Boundaries Crossed: Part 2

Consent violations from a sub/bottom perspective
Emily Anne 
Updated: January 28, 2020

Boundaries Crossed: Part 2

How to deal with crossed boundaries or a consent violation as a sub/bottom.

Consent Accidents

Consent violations can also include consent accidents.

A consent accident is when someone pushes past your boundaries mistakenly. However, a mistaken consent violation is still a violation, even if the person didn't mean to do it and their intentions were pure.

Determine Consent Accident

Let's make a distinction here between an intended violation of your consent, and an accidental one. Here are some factors to consider.

  • Was it a misunderstanding?
  • A failure to communicate? - Was this boundary actually not communicated?
  • Did somebody make an assumption because there was not enough communication around the boundary?
  • Did you feel pressure to consent to something—and therefore didn't set a boundary—because there was some inherent power imbalance? (For example, your partner is: your boss, someone significantly older, someone in a position of power over you outside of the BDSM dynamic)

What Should You Do?

If you've determined it was an accidental violation and not a purposeful one, what should you do from here?

Communicate the Error. If you want to let your partner know, do it as soon as possible. You don't have to, if you're scared to do so (which is completely valid), but I highly recommend you do. It's part of setting boundaries and protecting yourself.

Forgive the Person. This is optional! You don't have to forgive anyone. It may have been an accident, but you still experienced the consent violation, so it's your right whether or not you forgive them. Take a look at their behavior first before making your decision.

Don't Gaslight Yourself. Remember, consent was still violated even if the intent was not to cross your boundaries. Don't start making excuses and shove down your feelings about it. It was still crossed, and it needs to be dealt with.

Decide if you want to continue the relationship or play, and under what circumstances. If your top/dom is trying to make reparations, you can choose whether or not to accept it.

This is also an opportunity to:

Learn more about your boundaries and how to communicate them.

Educate your partner about where your boundaries are and potentially about consent.

Institute new rules and precautions for the future.

Consent Violations

We've gone over accidental violations, now, let's go over purposeful ones.

You said "no" and your "no" was ignored.

Examples of "no" include, but are not limited to: the word "no", body language and safe signals, and your safe word.

An example of a purposeful consent violation: you told your partner your safe word beforehand, but when you used it during a scene, they just kept going. That is a clear consent violation.

Seek Help

You may need to seek help and reassurance outside of the dynamic. That could include a therapist or BDSM mentor.

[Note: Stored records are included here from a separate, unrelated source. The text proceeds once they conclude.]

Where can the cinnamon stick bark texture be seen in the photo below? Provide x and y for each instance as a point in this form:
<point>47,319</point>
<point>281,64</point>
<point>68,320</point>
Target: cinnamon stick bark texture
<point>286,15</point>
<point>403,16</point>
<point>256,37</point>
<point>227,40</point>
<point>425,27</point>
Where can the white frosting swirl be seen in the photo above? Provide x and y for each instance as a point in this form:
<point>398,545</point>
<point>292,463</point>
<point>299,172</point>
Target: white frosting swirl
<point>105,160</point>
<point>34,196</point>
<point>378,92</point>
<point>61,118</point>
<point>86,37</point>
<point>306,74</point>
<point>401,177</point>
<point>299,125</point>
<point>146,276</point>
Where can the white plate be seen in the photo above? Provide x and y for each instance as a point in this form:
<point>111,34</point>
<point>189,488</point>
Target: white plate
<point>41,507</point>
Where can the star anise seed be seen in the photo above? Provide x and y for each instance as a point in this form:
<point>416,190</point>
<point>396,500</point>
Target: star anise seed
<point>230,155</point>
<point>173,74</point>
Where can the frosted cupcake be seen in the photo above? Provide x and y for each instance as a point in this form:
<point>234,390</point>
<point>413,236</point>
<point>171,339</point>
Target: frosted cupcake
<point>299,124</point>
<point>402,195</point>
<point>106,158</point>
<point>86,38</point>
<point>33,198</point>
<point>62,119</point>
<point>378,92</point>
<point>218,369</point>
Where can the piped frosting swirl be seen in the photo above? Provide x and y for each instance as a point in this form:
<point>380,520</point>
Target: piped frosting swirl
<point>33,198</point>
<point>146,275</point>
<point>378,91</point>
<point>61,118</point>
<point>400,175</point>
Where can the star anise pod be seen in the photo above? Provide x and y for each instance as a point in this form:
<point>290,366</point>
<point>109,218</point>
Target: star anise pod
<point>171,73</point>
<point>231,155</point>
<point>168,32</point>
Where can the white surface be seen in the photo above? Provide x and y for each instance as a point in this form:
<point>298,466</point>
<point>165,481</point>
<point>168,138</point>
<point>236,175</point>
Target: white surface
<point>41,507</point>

Just know it might be difficult for you to articulate the violation, especially if you're in an intimate relationship with the person who violated your consent. People don't want to hurt their partner's feelings.

Give yourself time and space if you need it. Get an awareness of what you're feeling and of the consent violation. Name what that boundary was and communicate it.

Now, if there was sexual assault or rape, you want to consider reporting it immediately if you are able and willing.

How to Handle Violations

A lot of this is circumstantial, so it's up to you how to handle the violation since you're the one who's consent was violated.

If you're in the middle of the violation, assert your boundary or "no" again until they comply. Use your safe word emphatically. Do whatever you need to do to get them to stop.

Experiencing a consent violation will affect your trust for the person. If you want to continue a relationship with them, first look at how explicit your "no" was. If it was very explicit and stated repeatedly, your trust in your partner would naturally erode. It would have to be rebuilt over time.

After the consent violation, consider whether you want to have a discussion with them about it.

You are not required to have that discussion with the person who violated your consent. It could feel unsafe, it could bring up a lot of emotions for you.

Ask yourself if you feel comfortable and safe giving your partner feedback.

  • Yes? Then take your time. Communicate your feelings. Make sure you've come out of subspace/fight-flight-or-freeze and have a clear head.
  • No? Find a trauma specialist or trusted friends.
  • If you want to, but you're not ready to talk about it, you can wait to have the full discussion about it later.

If you're not sure, consider the signs that it might not be safe for you to talk about your violation.

  • Your partner gets defensive when you bring it up
  • They personally attack you
  • There's narcissistic behavior
  • In the past, there's been a track record of them crossing your boundaries
  • They get angry - that's a big red flag
  • They don't take responsibility - they don't even see the violation
  • Blame - blaming you or blaming circumstances instead of taking responsibility
  • They don't apologize

When you want to give your feedback to the person who violated your consent, if you're worried about pushback, you can ask for:

  • Time and space
  • That they not try to discuss anything with you before you're ready
  • That you solely have the right to communicate the violation

Keep in mind, if they don't listen to your request, they might not listen to your feedback either. If they disregard your feedback, reconsider continuing the relationship.

This is how to handle a consent violation from the sub/bottom perspective.